Wink is framework for developing Fault Tolerant Systems with Asynchronous Concurrent Independent Hierarchical Finite State Machines.
A system is fault-tolerant if it continues working even if something is wrong.
Fault-tolerance cannot be achieved using a single computer – it may fail.
-- Joe Armstrong
- Isolated Fault Units - split software into multiple small independent modules that run concurrently to achieve a single objective or fail fast.
- Supervision Tree - modules can monitor the lifcycles of submodules.
- Message Passing - modules communicate asynchronously and do not share state.
- Live Upgrade - modules can be updated without restarting the whole system.
- Persistent Records - logs are written to storage that can survive reboot.
A State Machine;
- Runs Independently and Concurrently for Fault Isolation.
- Has a Lifecycle that is monitored by the Spawner for Error Detection and Resolution.
- Communicates Asynchronously to minimize Latency and maximize Throughput.
- Can be Updated and Restarted without affecting others State Machines.
- Writes Logs to either stdout or the filesystem for Debuggability.
- Has a Hierarchy of States to minimize Code Duplication.
- Is Uniquely Identified by its Binary Name and Network Address;
- binary name consists of;
- package and executable:
family/Parent
orfamily/Child
- optional semantic versioning:
family/Parent0.0.1
- optional tag:
family/Child:Alice
orfamily/Child:Bob
- compound example:
family/Child1.2.3:Alice
- package and executable:
- address can either be local, or remote;
- local:
:<port>
orlocalhost:<port>
or127.0.0.1:<port>
- remote:
<ip>:<port>
- local:
- binary name consists of;
Each State consists of a unique Name, an optional Parent, an optional Entry Action, an optional Exit Action, and a set of Receivers.
An action is triggered when a state is entered or exited.
A receiver is triggered upon receipt of a matching message.
If the optional empty receiver exists, it is triggered if no other receivers match, else the unhandled message is handled by the parent state.

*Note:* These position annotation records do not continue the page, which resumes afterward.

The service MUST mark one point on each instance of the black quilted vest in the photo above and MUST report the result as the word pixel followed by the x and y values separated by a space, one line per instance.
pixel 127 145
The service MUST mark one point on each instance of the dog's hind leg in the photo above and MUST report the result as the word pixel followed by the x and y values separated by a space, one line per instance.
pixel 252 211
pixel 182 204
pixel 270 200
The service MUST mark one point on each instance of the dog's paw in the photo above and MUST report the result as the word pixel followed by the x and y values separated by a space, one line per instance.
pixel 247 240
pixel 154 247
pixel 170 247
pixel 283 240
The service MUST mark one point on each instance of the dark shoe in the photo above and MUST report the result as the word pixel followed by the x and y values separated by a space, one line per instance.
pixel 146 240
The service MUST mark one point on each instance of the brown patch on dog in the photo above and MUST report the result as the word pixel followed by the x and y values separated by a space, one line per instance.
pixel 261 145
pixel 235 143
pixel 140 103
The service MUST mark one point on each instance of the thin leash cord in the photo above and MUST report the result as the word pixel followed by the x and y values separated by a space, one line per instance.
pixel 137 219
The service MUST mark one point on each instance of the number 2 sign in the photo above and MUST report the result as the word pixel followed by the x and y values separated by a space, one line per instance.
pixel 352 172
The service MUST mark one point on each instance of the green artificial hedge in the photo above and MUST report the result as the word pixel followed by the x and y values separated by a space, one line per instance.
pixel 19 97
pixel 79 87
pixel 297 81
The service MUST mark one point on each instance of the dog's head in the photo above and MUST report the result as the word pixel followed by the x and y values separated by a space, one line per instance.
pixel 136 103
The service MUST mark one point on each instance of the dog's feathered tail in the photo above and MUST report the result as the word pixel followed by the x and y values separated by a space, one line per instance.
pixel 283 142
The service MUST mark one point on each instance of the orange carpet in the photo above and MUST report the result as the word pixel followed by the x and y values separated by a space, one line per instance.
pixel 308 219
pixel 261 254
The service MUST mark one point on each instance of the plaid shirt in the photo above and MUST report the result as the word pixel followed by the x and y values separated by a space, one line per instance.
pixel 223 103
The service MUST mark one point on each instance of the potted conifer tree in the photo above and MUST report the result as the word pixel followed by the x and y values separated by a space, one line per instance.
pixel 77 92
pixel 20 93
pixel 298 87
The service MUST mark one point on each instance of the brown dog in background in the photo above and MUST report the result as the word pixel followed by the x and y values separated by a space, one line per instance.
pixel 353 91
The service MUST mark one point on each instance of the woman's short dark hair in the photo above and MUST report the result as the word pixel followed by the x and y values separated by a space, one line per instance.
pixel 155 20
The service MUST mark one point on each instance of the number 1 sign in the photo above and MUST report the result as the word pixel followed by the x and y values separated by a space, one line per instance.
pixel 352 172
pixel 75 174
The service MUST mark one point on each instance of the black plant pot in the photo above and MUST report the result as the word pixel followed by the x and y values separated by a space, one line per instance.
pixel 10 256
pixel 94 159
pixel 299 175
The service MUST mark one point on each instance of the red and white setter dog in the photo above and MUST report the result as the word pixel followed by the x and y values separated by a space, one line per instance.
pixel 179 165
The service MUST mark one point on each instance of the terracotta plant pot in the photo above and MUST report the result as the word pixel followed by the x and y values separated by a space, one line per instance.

If no parent exists, or the message is not handled by the hierarchy, an error is raised.
#include <iostream>
#include <string>
#include <Wink/address.h>
#include <Wink/log.h>
#include <Wink/machine.h>
#include <Wink/state.h>
int main(int argc, char **argv) {
if (argc < 3) {
error() << "Incorrect parameters, expected <address> <spawner>\n"
<< std::flush;
return -1;
}
std::string name(argv[0]);
UDPSocket socket;
Address address(argv[1]);
Address spawner(argv[2]);
Machine m(name, socket, address, spawner);
m.AddState(std::make_unique<State>(
// State Name
"off",
// Parent State
"",
// On Entry Action
[]() { info() << "Switch is OFF\n"
<< std::flush; },
// On Exit Action
[]() {},
// Receivers
std::map<const std::string, Receiver>{
{"on", [&](const Address &sender,
std::istream &args) { m.GotoState("on"); }},
{"off", [&](const Address &sender,
std::istream &args) { m.GotoState("off"); }},
}));
m.AddState(std::make_unique<State>(
// State Name
"on",
// Parent State
"off",
// On Entry Action
[]() { info() << "Switch is ON\n"
<< std::flush; },
// On Exit Action
[]() {},
// Receivers
std::map<const std::string, Receiver>{}));
m.Start();
}
When a State Machine spawns another, the parent receives lifecycle messages from the child.
In the success
case, the parent will receive;
- started - the child indicates it has started and provides the parent with the name of its binary and the address (ip:port) it has bound to.
- pulsed - the child indicates it is still alive by sending a heartbeat message every 2 seconds.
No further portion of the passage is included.